Was für Gefühle haben Sie gegenüber dem Westen?
Der Westen tut nicht genug. Ihr realisiert nicht, welches Glück ihr habt, dass unser Präsident nach der Invasion im Land geblieben ist, dass unsere Armee und unsere Zivilgesellschaft so starken Widerstand geleistet haben. Die Ukraine dient als Schild für Europa. Und doch besteht eine grosse Gefahr, dass die Ukraine den Russen in die Hände fällt. Die beiden besten und am meisten kampferprobten Armeen der Welt sind derzeit die ukrainische und die russische. Wenn die Russen siegen und sich unsere Armee einverleiben, dann sieht es ziemlich problematisch aus für Europa. Der Westen sollte sich beeilen, von der Ukraine alles über moderne Kriegsführung zu lernen, um stärker zu werden. Denn was die westliche Militärdoktrin lehrt, funktioniert alles nicht mehr, seit es möglich ist, jeden Zentimeter des Schlachtfelds elektronisch zu überwachen. 
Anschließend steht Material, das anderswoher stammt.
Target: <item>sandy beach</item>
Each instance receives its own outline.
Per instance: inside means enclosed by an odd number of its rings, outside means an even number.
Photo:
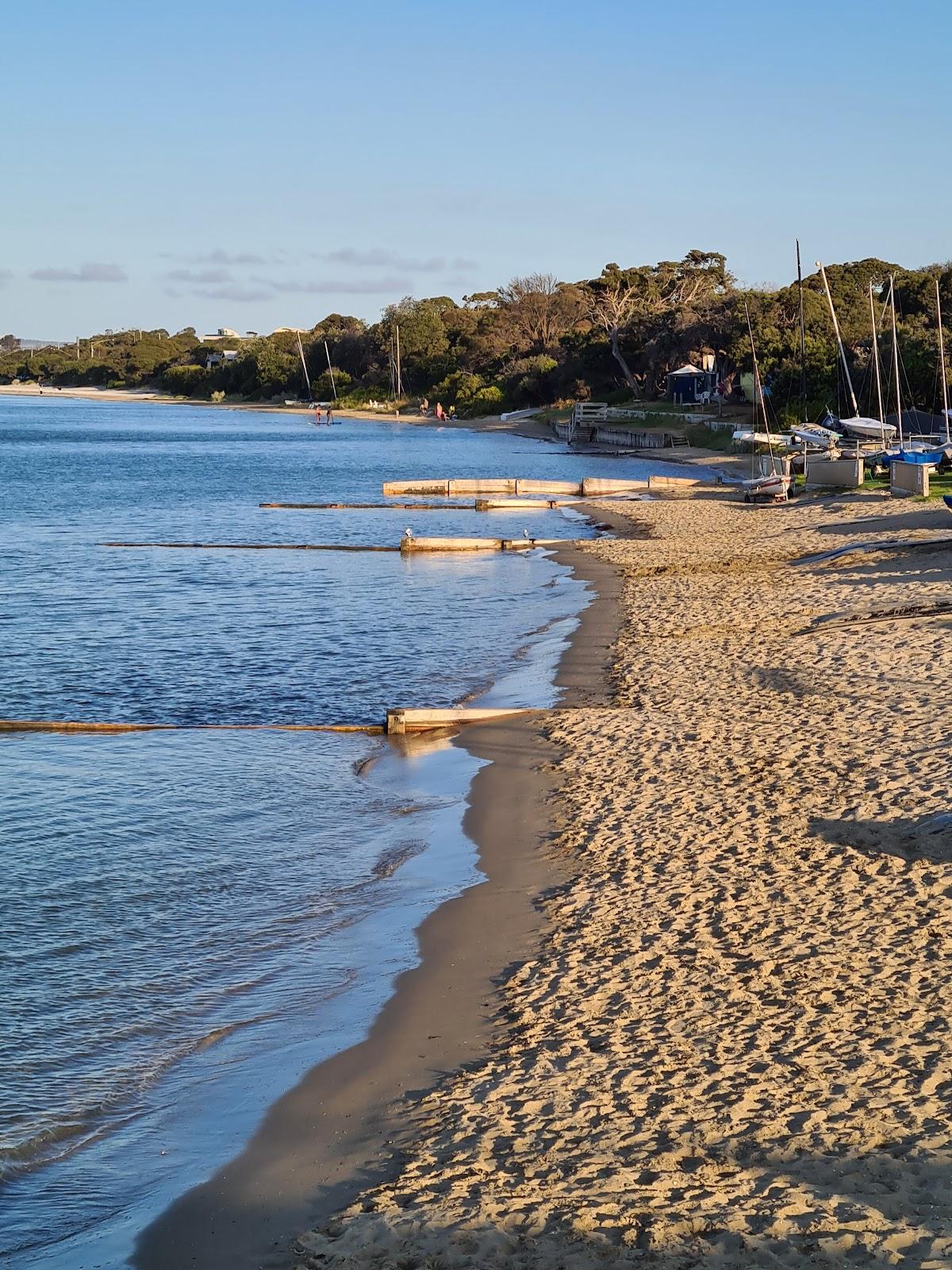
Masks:
[[[948,514],[625,511],[583,549],[611,693],[543,726],[545,921],[298,1267],[952,1265]]]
Trump hat soeben den Gaza-Krieg gestoppt. Jetzt trifft er sich erneut mit Putin. Kann Trump auch den Ukraine-Krieg beenden?
Ich würde es hoffen, aber realistisch ist es nicht. Die Russen haben das Gefühl, sie würden den Krieg gewinnen. Ihre Forderungen sind lächerlich. Wir sollen Teile unseres Landes aufgeben, unsere Armee massiv verkleinern, alle westlichen Waffen abgeben – anders gesagt: Wir sollen kapitulieren. Dazu sind wir Ukrainer nicht bereit. Wir sind lieber tot als unter russischer Herrschaft. Wie soll Trump hier eine Brücke zwischen Russland und der Ukraine bauen? Zuerst hat Trump versucht, die Ukraine zum Aufgeben zu zwingen, indem er Selenski weismachen wollte, er werde die US-Hilfe einstellen. Auf diesen Bluff ist unser Präsident nicht hereingefallen. Jetzt sucht Trump nach einer anderen Lösung. Aber weder er noch sein Team sind kompetent genug, die Komplexität der Situation zu erfassen. 

Wie geht es also weiter?
Es herrscht ein blutiges Patt. Natürlich würde ich mir wünschen, dass das aufhört. Es liegt mir fern, die Tötung von, sagen wir mal, hunderttausend weiteren russischen Soldaten zu befürworten. Denn im Grund habe ich Besseres mit meinem Leben und meiner Zeit anzufangen. Ich wollte das nie tun. Aber sie hören nicht auf, also müssen wir weiter alles tun, um sie zu stoppen.